However, there is an effort underway in Utah to lower the legal blood-alcohol concentration for driving to .05 — a first in the nation. Currently, all 50 states have a .08 cap.
Rep. Norm Thurston, R-Provo plans to introduce a bill on the issue in the upcoming legislative session.
“Impairment starts with the first drink, and we want to establish this state as one where you just simply do not drink and drive,” said Thurston, noting he worked with officials from the Utah Highway Patrol while drafting the legislation. “This is all about safety.”
The American Beverage Institute portrayed it as “criminalizing perfectly responsible behavior.”
That’s the same argument coming from some detractors of the proposed legislation in Utah.
“Why not focus on reducing the speed limit, or limiting texting while driving?” said Connor Boyack, president of Libertas Institute, located outside Salt Lake City. “Those are real factors in causing traffic deaths.… This would just criminalize people not causing any problems.”
Art Brown, president of the Utah chapter of Mothers Against Drunk Driving, has stated that the group would not support Thurston’s proposal.

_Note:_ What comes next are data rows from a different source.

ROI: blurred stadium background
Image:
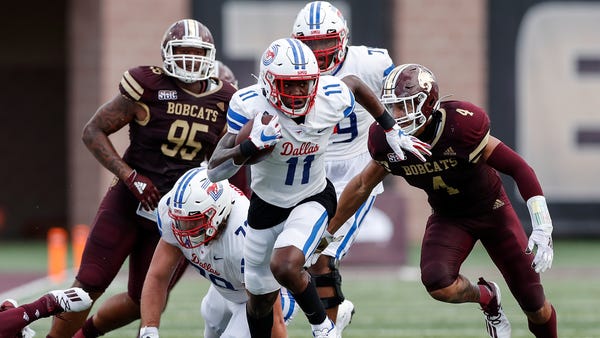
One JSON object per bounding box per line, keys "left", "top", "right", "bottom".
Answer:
{"left": 1, "top": 0, "right": 599, "bottom": 336}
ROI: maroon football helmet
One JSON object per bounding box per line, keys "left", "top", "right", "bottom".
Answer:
{"left": 214, "top": 60, "right": 238, "bottom": 88}
{"left": 161, "top": 19, "right": 216, "bottom": 83}
{"left": 380, "top": 64, "right": 440, "bottom": 135}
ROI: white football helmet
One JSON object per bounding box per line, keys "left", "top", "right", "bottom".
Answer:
{"left": 259, "top": 38, "right": 320, "bottom": 117}
{"left": 169, "top": 168, "right": 233, "bottom": 248}
{"left": 161, "top": 19, "right": 216, "bottom": 83}
{"left": 292, "top": 1, "right": 349, "bottom": 74}
{"left": 381, "top": 64, "right": 440, "bottom": 135}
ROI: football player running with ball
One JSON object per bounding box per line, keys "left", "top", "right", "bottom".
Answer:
{"left": 287, "top": 2, "right": 397, "bottom": 333}
{"left": 327, "top": 63, "right": 558, "bottom": 338}
{"left": 208, "top": 39, "right": 429, "bottom": 338}
{"left": 48, "top": 19, "right": 238, "bottom": 338}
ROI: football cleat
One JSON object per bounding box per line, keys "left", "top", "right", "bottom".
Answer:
{"left": 1, "top": 299, "right": 36, "bottom": 338}
{"left": 312, "top": 318, "right": 337, "bottom": 338}
{"left": 1, "top": 298, "right": 18, "bottom": 311}
{"left": 478, "top": 278, "right": 512, "bottom": 338}
{"left": 47, "top": 287, "right": 93, "bottom": 314}
{"left": 20, "top": 326, "right": 36, "bottom": 338}
{"left": 335, "top": 299, "right": 355, "bottom": 337}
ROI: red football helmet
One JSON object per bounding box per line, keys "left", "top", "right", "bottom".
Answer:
{"left": 380, "top": 64, "right": 440, "bottom": 135}
{"left": 292, "top": 1, "right": 349, "bottom": 74}
{"left": 161, "top": 19, "right": 216, "bottom": 83}
{"left": 168, "top": 168, "right": 233, "bottom": 248}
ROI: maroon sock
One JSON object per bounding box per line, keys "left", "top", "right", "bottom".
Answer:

Instead, he said, the group prefers to focus on interlock devices prohibiting people from driving drunk.
"MADD's position is we really emphasize interlocks and getting those on people and staying .08," Brown said.
According to the Utah Highway Safety Office, alcohol is not a major cause of fatal automobile crashes. Drunk driving was a contributing factor in about 13% of fatal crashes last year. By contrast, speed played a role in 37% of deaths, and no seat belt use was a factor in 31%.